The failure did not come from a selector.
Two workers picked jobs for the same account. Both opened automation tasks against the same persistent browser profile. One task was still waiting on a slow page. The other retried, changed the session state, and wrote a clean-looking failure log.
By the time someone inspected the run, the Playwright error only said:
TimeoutError: page.click failed
That was technically true.
It was also not the root problem.
The root problem was that the queue treated browser profile work like stateless background work.
A worker queue is easy to design when jobs are stateless:
take next job
find available worker
run task
mark done
That model works for screenshots, exports, report generation, image processing, and many API jobs.
It becomes fragile when the job opens a real browser profile.
A Playwright worker may not only be opening a page. It may be operating inside a profile that belongs to one account, one proxy route, one session state, one task history, and one review workflow.
In that case, the fastest available worker is not always the correct worker.

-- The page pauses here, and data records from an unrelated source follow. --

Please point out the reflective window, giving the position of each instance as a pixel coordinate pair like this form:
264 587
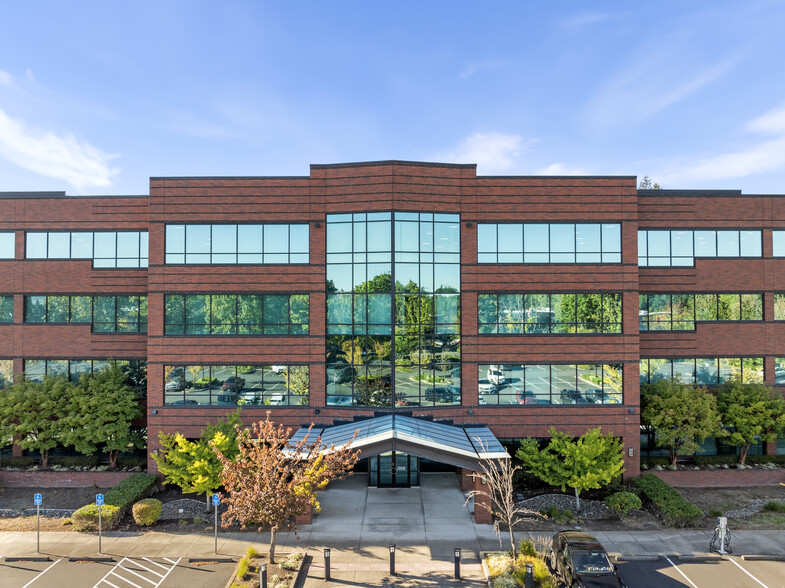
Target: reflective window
233 244
703 371
7 245
549 243
128 249
681 247
135 369
549 313
107 314
236 385
236 314
679 312
6 309
550 384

For profile-based browser automation, the queue should route by account context, not worker speed.
The snippets below are pseudo-code. The same model can be implemented with BullMQ, Temporal, Redis, Postgres advisory locks, Sidekiq, Celery, or another queue system.

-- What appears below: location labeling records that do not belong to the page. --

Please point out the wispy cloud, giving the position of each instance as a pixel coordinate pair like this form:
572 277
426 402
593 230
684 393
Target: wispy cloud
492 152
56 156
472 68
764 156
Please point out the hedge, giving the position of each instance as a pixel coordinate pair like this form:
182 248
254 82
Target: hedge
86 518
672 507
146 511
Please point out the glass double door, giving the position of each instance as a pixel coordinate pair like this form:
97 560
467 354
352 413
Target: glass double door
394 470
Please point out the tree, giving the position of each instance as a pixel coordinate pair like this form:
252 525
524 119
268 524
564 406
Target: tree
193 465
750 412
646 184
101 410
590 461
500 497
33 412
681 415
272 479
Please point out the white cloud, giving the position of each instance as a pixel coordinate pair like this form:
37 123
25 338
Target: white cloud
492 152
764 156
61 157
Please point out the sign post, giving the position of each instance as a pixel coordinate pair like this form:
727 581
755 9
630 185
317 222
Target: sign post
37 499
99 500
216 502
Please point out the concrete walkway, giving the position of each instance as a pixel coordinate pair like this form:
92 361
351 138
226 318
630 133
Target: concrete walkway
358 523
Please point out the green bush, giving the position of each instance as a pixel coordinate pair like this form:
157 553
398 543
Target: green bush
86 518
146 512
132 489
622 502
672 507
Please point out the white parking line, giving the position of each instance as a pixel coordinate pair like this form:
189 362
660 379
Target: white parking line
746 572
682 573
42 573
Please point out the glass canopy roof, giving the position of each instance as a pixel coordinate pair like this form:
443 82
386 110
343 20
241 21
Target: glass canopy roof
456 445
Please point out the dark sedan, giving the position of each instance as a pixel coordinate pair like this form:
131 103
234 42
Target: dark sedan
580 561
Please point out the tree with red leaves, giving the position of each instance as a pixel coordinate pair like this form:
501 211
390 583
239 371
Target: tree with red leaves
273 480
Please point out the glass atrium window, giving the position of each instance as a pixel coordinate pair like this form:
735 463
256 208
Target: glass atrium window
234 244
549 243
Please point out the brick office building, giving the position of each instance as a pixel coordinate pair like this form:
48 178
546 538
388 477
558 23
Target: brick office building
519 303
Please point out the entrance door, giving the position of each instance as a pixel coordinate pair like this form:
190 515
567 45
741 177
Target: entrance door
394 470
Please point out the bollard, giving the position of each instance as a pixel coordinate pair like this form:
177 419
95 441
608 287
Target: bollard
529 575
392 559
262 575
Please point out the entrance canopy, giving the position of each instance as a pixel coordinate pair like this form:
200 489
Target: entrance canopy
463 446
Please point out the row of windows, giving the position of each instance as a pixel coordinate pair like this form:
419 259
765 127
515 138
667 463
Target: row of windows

Why speed-first routing breaks
A simple worker loop often starts like this:
while (true) {
const job = await queue.next();
const worker = await pool.firstAvailable();
await worker.run(job);
}
This is fine if every worker can run every job.

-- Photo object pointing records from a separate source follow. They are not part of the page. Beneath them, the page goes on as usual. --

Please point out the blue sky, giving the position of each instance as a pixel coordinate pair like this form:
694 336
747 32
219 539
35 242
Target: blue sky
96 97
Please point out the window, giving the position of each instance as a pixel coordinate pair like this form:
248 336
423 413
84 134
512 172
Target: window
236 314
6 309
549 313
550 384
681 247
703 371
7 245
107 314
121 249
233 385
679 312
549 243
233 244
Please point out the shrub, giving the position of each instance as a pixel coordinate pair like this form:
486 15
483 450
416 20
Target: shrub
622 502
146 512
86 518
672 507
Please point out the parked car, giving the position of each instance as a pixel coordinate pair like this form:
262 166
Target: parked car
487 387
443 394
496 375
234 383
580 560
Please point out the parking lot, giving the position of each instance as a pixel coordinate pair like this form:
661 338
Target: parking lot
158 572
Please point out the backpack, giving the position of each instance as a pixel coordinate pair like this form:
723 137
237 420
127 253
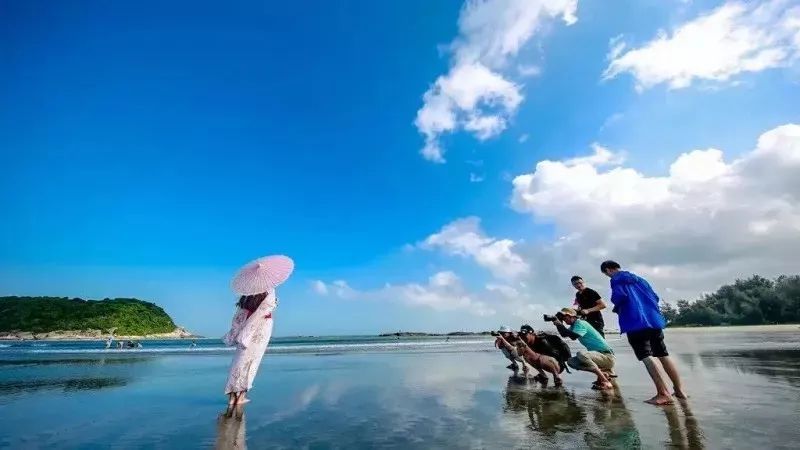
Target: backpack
553 345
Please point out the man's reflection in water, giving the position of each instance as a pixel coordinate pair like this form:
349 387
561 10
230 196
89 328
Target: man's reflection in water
614 425
688 434
231 430
550 410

But browser profile automation has hidden state.
A job may require:
{
"accountId": "store-us-018",
"profileId": "profile-store-us-018",
"expectedProxyRegion": "US",
"sessionMode": "persistent",
"taskType": "daily_status_check"
}
That job should not run on any free worker.
It should run only when the correct account environment is available, the profile is not already in use, the expected proxy context still matches, and the previous run does not require human review.
A speed-first queue asks:
Which worker is free?
An account-aware queue asks:
Which account environment is safe to operate now?
Those are different scheduling problems.
Make account context part of the job
A queue cannot route by account context unless the job carries enough context.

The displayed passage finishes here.